Je me suis perdu dans la lumière des sous-bois

J’ai pensé tout haut en marchant.

Tout est rempli.

Les trous de lumière sont des blancs.

Difficile de laisser des blancs.

Je veux remplir, je ne suis pas plein.

Je n’accepte pas cette défaillance.

Petite fenêtre dans une peinture du Caravage.

J’erre.

Je m’enfonce dans l’obscur comme un caillou dans un creux.

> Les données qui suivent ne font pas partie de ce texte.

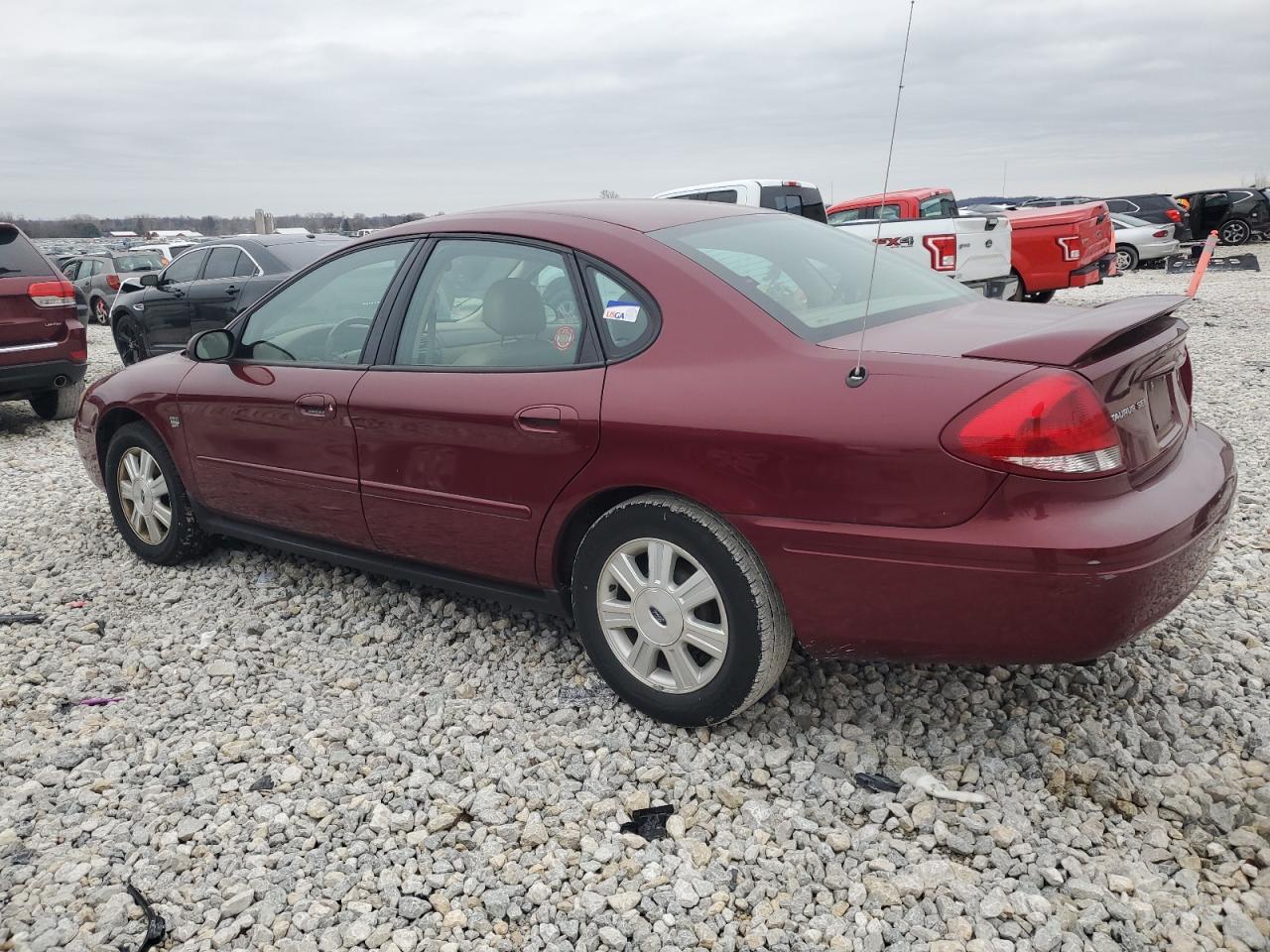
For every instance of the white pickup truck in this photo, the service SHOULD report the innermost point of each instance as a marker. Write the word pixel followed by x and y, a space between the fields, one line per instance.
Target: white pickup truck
pixel 971 249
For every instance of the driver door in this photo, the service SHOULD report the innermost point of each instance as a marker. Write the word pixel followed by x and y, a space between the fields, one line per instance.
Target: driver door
pixel 268 430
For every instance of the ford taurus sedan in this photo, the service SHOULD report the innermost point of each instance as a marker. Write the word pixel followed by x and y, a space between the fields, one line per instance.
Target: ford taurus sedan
pixel 701 430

Je voudrais être une feuille morte, une racine, un bois mort, un champignon ou juste un peu de terreau.

Comment dire ?

Je m’échappe et je rêve, j’entends la mer : le vent dans les feuilles.

Je marche.

Une arche de bois tordus s’affaisse.

Il y a de l’abandon et de l’humus.

Et la bruyère comme un répit.

Des brindilles et des lichens comme des cheveux en désordre.

Je m’arrête et gratte la terre sous les feuilles pour chercher encore.

Une « bête à bon dieu » retournée agite ses pattes, je la remets d’aplomb.

Je pense : si j’étais sur le dos, y aurait-il une main qui me remette sur mes pieds?

Car il est difficile d’écrire sur le dos !

Des petites bêtes s’agitent et d’autres minuscules que j’imagine.

La vie est toujours la plus forte.

Un jour peut-être le trait de mon pinceau sera aussi vivant ou mort que ces bois recouverts de mousse.